3. Die Handhabung (Drehbarkeit)

Gerade für Anfänger oder bei schwierigen Wetterbedingungen spielt die Stärke eine Rolle:

  • Dickes Papier: Es ist griffiger, stabiler und reißt nicht so leicht. Es lässt sich für Anfänger einfacher zwischen den Fingern rollen („drehen“).
  • Dünnes Papier: Es ist oft glatter und rutschiger. Es erfordert mehr Fingerspitzengefühl und Übung. Zudem kann es bei feuchten Händen schneller reißen oder am Finger kleben bleiben.

4. Die Transparenz und Optik

  • Dünne Papiere sind oft fast durchsichtig. Man kann den Tabak durch das Papier hindurchsehen. Das wirkt oft „hochwertiger“.
  • Dicke Papiere sind meist weiß und blickdicht, ähnlich wie bei einer industriell gefertigten Filterzigarette.

5. Schadstoffe und Rückstände

  • Dickes Papier erzeugt mehr Asche, da schlichtweg mehr Material verbrannt wird.
  • In der Theorie nimmt man bei dünnem Papier weniger Verbrennungsprodukte des Papiers auf, was oft als „weniger belastend“ empfunden wird (auch wenn das Rauchen an sich natürlich schädlich bleibt).

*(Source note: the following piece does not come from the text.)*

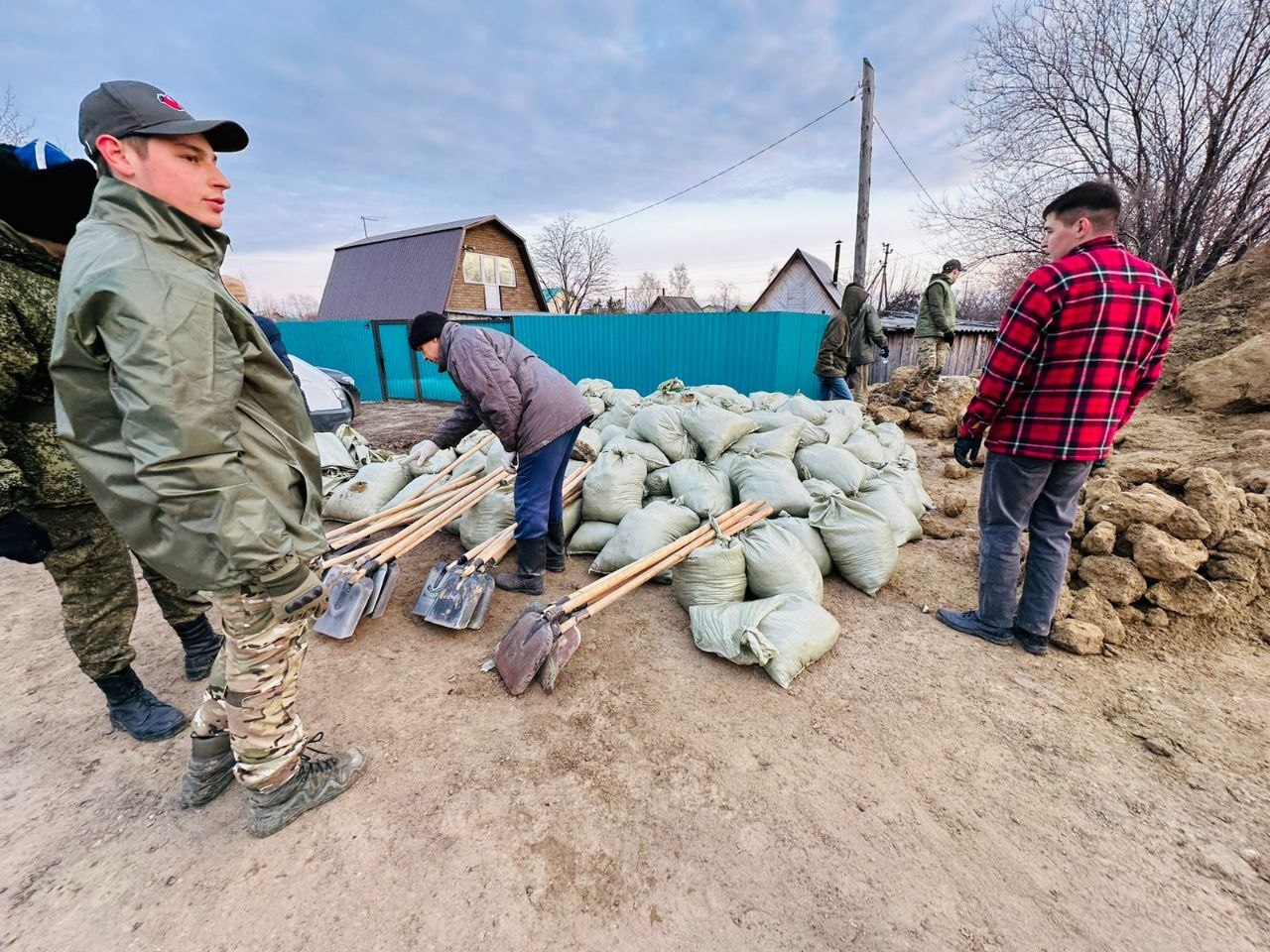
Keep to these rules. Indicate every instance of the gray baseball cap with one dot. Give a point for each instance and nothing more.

Zusammenfassung: Welches Papier für wen?

Papiertyp Grammatur (ca.) Ideal für...
Dick (Typ A) 18–23 g/m² Anfänger, Rauchen im Freien (geht nicht so leicht aus), Fans von schnellem Abbrand.
Medium 15–17 g/m² Der Allrounder für den Alltag.
Dünn (Typ B) 10–14 g/m² Genießer, die den Tabak pur schmecken wollen; Leute, die langsam rauchen möchten.

Ein kleiner Tipp für Dreher: In Europa sind die bekanntesten Marken oft farblich codiert. Bei vielen Herstellern (wie Gizeh oder OCB) stehen blaue oder silberne Packungen für dünnes Papier, während grüne oder gelbe Packungen oft eher für das klassische, etwas dickere Papier stehen.